Markov Decision Problem

A Markov Decision problem $M$ is given by the tuple $(S, A, T, R, \gamma)$. Each of these elements are defined below.

$S$ is the set of states. $\vert S\vert = n$
$A$ is the set of actions. $\vert A\vert = k$
$T$ is the Transition function. $T(s, a, s’)$ gives the probability of reaching $s’$ from $s$ by taking the action $a$. Note that $T(s,a,\cdot)$ is a probability distribution over $S$.
$R$ is the Reward function. $R(s,a,s’)$ gives the reward for reaching $s’$ from $s$ via action $a$. We assume $R(s,a,s’)\in [ -R_{max}, R_{max} ]$.
$\gamma$ is the Discount factor.

Let $s^t$ denote the state at the $t^{th}$ time-step. Similarly, $a^t$ is the action taken at this time-step and $r^t$ is the reward for this action.

Trajectory is the history of the agent.

A policy $\pi$ is a function which the agent follows to give an action at any state. For simplicity, let the agent look only at the current state for its policy. That is, $\pi: S\to A$. This policy is:

Markovian - Looks only at the current state and not at history
Deterministic - A single action is given, not probability distribution
Stationary - The output doesn’t change with time

$\Pi$ is the set of all policies. In this case, $\vert \Pi\vert = k^n$. We would like a policy which maximizes the overall reward obtained.

Value of a State

The value of a state under a policy $\pi$, $V^{\pi}(s)$ tries to tell us how “good” the state is for accumulating a large reward.

$$ V^{\pi}(s) = \mathcal{E}_{\pi}\left[ r^0 + \gamma r^1 + \gamma^2r^2 + \ldots \vert s^0 = s \right] $$

Large $\gamma$ means a large “lookahead”. The agent looks further ahead into the future to decide upon the value of the state. Do note that $\gamma\in [0,1)$

MDP Planning Problem

It can be mathematically proven that every such MDP has an optimal Markovian, deterministic, stationary policy $\pi^*$ such that

$$ \forall\pi\in\Pi, \forall s\in S: V^{\pi*}(s)\geq V^{\pi}(s)$$

That is, the value of every state is larger in the optimal policy. This policy is NOT unique! The MDP Planning Problem is centered around finding this optimal policy $\pi^*$.

Alternative Formulations

Reward Function

The reward function can be defined differently in literature. For example, it could be stochastic instead of deterministic. It might be just dependant on $(s,a)$ instead of $(s,a,s’)$.

Some authors minimize cost instead of maximizing reward. The core idealogy remains the same, however.

A multi-armed bandit is an MDP with a single state and each of the actions being associated with a uniform distribution as a reward!

Episodic Tasks

Our discussion used continuing tasks, where trajectories are infinitely long. Episodic tasks have a terminal/sink state from which outgoing transitions are absent.
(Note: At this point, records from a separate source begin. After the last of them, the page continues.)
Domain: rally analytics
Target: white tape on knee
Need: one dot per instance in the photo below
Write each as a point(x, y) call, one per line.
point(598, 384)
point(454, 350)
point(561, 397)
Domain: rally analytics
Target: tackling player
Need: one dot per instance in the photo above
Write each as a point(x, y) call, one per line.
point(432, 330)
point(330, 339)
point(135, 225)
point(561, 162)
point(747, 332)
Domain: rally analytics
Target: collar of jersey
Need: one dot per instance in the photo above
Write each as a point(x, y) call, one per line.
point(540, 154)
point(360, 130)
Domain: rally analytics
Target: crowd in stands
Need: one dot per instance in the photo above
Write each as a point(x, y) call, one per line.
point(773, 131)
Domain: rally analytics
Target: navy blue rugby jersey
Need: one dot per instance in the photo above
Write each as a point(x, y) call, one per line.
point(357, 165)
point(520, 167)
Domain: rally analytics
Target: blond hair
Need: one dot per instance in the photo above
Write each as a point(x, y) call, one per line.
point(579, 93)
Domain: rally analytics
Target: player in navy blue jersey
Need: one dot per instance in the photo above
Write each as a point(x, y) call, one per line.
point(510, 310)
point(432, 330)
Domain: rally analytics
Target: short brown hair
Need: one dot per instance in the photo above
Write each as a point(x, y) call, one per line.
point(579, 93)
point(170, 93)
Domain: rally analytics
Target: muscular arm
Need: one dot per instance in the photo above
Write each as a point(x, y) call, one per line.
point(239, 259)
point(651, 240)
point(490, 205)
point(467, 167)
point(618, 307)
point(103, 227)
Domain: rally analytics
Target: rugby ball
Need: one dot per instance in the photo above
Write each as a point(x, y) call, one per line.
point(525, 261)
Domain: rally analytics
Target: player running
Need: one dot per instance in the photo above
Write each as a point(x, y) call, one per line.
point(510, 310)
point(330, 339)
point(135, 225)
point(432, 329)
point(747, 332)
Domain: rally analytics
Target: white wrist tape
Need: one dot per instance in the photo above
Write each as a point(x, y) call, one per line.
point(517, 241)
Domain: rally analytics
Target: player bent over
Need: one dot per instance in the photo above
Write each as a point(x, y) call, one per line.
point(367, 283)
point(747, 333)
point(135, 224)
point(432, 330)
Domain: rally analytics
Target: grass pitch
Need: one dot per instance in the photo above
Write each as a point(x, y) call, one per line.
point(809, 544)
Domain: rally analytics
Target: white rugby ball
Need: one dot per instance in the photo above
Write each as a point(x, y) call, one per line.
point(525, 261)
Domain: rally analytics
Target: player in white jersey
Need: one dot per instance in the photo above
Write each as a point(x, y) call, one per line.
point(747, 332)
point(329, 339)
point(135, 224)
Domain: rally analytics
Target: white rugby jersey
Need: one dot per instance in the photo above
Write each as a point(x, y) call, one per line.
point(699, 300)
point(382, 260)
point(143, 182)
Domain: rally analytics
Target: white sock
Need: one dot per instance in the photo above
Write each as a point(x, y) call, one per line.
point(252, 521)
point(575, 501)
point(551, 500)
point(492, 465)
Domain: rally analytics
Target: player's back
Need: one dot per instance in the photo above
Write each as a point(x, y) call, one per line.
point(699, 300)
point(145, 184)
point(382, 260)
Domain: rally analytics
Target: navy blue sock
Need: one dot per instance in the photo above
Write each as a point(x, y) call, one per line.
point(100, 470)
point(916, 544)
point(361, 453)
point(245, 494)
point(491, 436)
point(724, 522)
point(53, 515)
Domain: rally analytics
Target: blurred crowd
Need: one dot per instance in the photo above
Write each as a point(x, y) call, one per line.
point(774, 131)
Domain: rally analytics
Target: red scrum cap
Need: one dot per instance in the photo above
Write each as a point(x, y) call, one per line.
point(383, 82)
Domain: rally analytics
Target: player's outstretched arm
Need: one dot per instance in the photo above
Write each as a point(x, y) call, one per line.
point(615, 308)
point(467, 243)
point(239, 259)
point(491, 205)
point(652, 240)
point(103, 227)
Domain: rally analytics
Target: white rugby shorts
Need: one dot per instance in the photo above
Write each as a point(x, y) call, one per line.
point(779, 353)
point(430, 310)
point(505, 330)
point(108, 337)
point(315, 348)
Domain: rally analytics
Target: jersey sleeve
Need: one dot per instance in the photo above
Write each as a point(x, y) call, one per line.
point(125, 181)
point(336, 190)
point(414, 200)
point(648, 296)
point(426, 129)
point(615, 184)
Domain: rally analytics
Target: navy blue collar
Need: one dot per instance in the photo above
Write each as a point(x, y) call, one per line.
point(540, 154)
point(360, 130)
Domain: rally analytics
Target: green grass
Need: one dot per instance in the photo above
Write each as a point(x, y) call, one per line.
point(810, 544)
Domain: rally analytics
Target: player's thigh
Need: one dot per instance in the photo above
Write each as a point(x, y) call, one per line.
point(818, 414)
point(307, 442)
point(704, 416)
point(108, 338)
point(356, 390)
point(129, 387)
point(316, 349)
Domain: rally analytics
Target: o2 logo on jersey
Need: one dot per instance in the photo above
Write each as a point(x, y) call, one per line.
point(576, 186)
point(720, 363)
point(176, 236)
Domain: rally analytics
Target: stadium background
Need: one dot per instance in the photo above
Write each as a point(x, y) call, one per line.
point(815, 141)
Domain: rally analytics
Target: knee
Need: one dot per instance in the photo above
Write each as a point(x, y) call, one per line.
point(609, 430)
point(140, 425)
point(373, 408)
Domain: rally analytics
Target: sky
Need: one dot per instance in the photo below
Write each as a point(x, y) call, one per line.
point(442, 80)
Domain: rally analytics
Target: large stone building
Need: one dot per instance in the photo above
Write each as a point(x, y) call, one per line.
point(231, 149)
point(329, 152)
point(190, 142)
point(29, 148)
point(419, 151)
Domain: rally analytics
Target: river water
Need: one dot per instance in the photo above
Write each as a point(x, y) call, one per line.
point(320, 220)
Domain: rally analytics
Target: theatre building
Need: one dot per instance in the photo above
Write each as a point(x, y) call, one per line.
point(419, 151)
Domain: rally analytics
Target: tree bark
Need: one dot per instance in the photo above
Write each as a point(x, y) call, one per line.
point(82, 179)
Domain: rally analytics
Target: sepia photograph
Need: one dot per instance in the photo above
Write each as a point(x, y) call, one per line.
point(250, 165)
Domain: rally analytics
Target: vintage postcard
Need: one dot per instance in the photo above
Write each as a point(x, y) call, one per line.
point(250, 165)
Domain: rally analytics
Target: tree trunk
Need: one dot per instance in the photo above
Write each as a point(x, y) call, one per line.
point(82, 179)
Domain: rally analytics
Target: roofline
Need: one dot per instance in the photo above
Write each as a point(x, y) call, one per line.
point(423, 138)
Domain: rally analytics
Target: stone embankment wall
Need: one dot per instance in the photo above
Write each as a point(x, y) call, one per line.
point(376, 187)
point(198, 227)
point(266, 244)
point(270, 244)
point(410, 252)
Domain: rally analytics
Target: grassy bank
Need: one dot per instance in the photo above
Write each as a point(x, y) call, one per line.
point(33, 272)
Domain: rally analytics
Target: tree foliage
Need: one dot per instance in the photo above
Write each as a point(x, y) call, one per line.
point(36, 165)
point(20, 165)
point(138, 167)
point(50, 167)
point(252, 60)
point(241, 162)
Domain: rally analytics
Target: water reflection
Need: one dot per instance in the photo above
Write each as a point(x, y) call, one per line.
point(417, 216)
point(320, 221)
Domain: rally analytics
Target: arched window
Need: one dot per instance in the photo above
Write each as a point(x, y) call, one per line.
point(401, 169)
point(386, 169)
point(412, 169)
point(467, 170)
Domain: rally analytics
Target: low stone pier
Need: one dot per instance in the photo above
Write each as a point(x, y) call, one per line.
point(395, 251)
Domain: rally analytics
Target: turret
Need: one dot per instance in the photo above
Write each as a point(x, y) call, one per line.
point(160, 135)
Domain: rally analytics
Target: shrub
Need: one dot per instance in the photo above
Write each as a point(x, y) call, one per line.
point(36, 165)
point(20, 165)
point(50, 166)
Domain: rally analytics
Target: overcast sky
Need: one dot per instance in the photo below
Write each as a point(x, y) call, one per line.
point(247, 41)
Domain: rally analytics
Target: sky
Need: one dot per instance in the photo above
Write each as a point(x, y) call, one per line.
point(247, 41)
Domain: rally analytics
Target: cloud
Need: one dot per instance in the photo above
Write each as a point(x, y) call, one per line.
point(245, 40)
There should be non-zero probability of reaching the sink state from every non-terminal state, meaning that trajectories would surely be finite.

Value function

The definition used by us is called as Infinite Discounted Reward. There are other choices as well:

Total Reward - Can only be used on episodic tasks (Obv)
Finite Horizon Reward - Set a horizon $T$ and sum up rewards till here. Optimal policies for this need not be stationary.
Average Reward - Exactly what the name suggests

Policy Evaluation

The process of calculating the value of each state given the MDP is called as policy evaluation. Bellman’s Equations are used for this procedure.

These equations are used to find the values of every state for a given MDP. For every state $s\in S$;

$$V^{\pi}(s) = \sum_{s' \in S} T(s, \pi(s), s')\left[ R(s, \pi(s), s') + \gamma V^{\pi}(s') \right]$$

There are $n$ such linear equations, and $n$ unknowns.

unique solution guaranteed if $\gamma < 1$
for episodic, if $\gamma=1$, solution guaranteed if value of terminal state fixed as $0$.

Action Value Functions

The naive method of finding $\pi^*$ for a given MDP would be to use Bellman’s equations for each policy and get the minima. This would take $\text{poly}(n,k)\cdot k^n$ time.

We define the Action Value function $Q^{\pi}(s,a)$ as the first step for obtaining a more efficient solution.

$Q^{\pi}(s,a)$ is the expected long term reward for starting at state $s$, taking action $a$ at $t=0$ and then following $\pi$ for $t>0$.

Its value is given by the equation:

$$ Q^{\pi}(s,a) = \sum T(s,a,s')\left[ R(s,a,s') + \gamma V^{\pi}(s') \right] $$

We know that all optimal policies have same optimal value function, and by extension, all optimal policies will have the same action value function as well.